IDOSOS EM PARAUAPEBAS

É considerada idosa toda pessoa com idade igual ou superior a 60 anos, de acordo com parâmetros da Organização Mundial da Saúde (OMS). Para efeito de políticas públicas, cada país pode adotar um piso mínimo de idade, mas, aqui no Brasil, 60 anos é a base, conforme legislação específica e previsto no Estatuto do Idoso.

Parauapebas tem atualmente 12 mil idosos, o que representa 6% da população. Deles, 10.480 têm título de eleitor do município, segundo o Tribunal Superior Eleitoral (TSE), mas apenas uma pequena parcela é atendida por políticas públicas específicas.
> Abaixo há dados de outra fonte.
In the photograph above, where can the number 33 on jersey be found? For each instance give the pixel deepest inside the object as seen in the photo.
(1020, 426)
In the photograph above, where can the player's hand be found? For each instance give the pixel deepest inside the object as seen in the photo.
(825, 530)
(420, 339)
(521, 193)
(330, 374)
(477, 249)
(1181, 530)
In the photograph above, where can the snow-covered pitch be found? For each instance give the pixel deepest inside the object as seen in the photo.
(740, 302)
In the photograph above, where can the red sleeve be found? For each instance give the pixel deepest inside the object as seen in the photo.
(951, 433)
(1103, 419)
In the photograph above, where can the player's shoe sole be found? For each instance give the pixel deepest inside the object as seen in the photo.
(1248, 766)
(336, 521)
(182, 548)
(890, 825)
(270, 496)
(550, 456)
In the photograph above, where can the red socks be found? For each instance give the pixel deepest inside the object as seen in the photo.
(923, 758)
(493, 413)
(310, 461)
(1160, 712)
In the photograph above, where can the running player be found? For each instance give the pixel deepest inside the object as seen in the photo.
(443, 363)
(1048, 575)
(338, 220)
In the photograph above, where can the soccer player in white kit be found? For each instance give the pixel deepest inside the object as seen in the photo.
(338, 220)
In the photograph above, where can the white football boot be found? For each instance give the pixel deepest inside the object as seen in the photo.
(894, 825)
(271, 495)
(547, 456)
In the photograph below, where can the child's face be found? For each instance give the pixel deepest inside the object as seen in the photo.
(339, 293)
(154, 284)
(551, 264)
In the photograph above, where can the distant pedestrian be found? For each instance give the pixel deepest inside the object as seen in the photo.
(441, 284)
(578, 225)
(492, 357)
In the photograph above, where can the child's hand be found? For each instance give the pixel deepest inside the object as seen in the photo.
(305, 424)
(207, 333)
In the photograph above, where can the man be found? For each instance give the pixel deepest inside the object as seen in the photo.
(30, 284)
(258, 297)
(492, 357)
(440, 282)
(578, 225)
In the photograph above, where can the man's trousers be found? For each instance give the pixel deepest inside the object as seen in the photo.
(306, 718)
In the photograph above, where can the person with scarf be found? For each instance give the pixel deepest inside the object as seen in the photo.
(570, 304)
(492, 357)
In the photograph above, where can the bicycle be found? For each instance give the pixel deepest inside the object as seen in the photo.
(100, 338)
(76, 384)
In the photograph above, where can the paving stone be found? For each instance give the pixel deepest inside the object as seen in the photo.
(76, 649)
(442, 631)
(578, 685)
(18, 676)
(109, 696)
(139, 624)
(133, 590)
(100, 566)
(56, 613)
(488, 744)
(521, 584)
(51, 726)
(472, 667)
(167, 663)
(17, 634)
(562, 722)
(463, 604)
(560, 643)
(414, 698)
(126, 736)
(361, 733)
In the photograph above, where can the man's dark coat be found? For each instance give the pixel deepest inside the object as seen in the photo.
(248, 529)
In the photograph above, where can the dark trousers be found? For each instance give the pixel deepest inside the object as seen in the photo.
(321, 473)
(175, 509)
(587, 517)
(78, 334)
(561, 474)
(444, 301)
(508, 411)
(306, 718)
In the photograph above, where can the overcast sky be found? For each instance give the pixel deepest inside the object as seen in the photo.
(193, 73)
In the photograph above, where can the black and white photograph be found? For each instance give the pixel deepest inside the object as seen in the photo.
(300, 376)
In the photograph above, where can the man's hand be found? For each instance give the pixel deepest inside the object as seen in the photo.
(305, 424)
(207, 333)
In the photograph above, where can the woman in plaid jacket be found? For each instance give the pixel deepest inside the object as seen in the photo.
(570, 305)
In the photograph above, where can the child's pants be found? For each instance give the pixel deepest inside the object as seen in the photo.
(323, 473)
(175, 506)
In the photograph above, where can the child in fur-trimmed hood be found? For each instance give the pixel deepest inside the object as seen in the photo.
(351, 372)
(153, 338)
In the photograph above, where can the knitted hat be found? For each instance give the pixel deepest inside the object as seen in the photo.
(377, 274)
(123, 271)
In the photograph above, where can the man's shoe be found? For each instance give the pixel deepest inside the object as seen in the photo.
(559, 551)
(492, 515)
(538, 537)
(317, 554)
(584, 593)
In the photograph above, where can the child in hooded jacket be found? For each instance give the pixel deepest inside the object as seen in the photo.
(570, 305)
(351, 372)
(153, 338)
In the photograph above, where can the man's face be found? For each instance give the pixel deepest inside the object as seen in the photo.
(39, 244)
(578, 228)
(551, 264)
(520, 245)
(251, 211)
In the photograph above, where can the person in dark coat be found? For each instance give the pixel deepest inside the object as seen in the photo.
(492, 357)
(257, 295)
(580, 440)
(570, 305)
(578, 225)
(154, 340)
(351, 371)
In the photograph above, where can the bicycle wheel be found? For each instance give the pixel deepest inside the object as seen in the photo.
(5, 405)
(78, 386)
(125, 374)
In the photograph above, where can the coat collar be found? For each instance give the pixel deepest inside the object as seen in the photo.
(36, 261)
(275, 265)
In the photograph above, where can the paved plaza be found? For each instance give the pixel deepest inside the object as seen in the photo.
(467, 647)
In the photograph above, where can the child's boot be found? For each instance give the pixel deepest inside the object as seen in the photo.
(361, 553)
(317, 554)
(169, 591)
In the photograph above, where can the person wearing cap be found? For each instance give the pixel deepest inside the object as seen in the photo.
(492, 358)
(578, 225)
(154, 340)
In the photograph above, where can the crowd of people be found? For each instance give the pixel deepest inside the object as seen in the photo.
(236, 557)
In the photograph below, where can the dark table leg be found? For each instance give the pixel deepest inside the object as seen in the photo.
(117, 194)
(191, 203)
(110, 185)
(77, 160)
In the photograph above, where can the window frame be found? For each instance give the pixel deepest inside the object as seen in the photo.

Uma considerável parte da população idosa local, embora esteja aposentada, encontra-se em estado de vulnerabilidade social, de acordo com dados do Programa das Nações Unidas para o Desenvolvimento (Pnud). Muitos velhinhos usam o salário mínimo da aposentadoria, de R$ 880, para sustentar uma casa com três, quatro, cinco pessoas e não lhe sobra sequer dinheiro para comprar remédios.

Aqui no município, a expectativa de vida média é de 73,55 anos (superior à média do Pará, de 72,36 anos). A probabilidade de uma pessoa qualquer de Parauapebas chegar a se tornar idosa é de 87,58%, de acordo com o Pnud, muito acima da chance de um brasileiro qualquer, que é de 84,05%. Muitos não chegarão aos 60 anos devido a fatores como doenças, acidentes e violência, que ceifam milhares de vidas anualmente.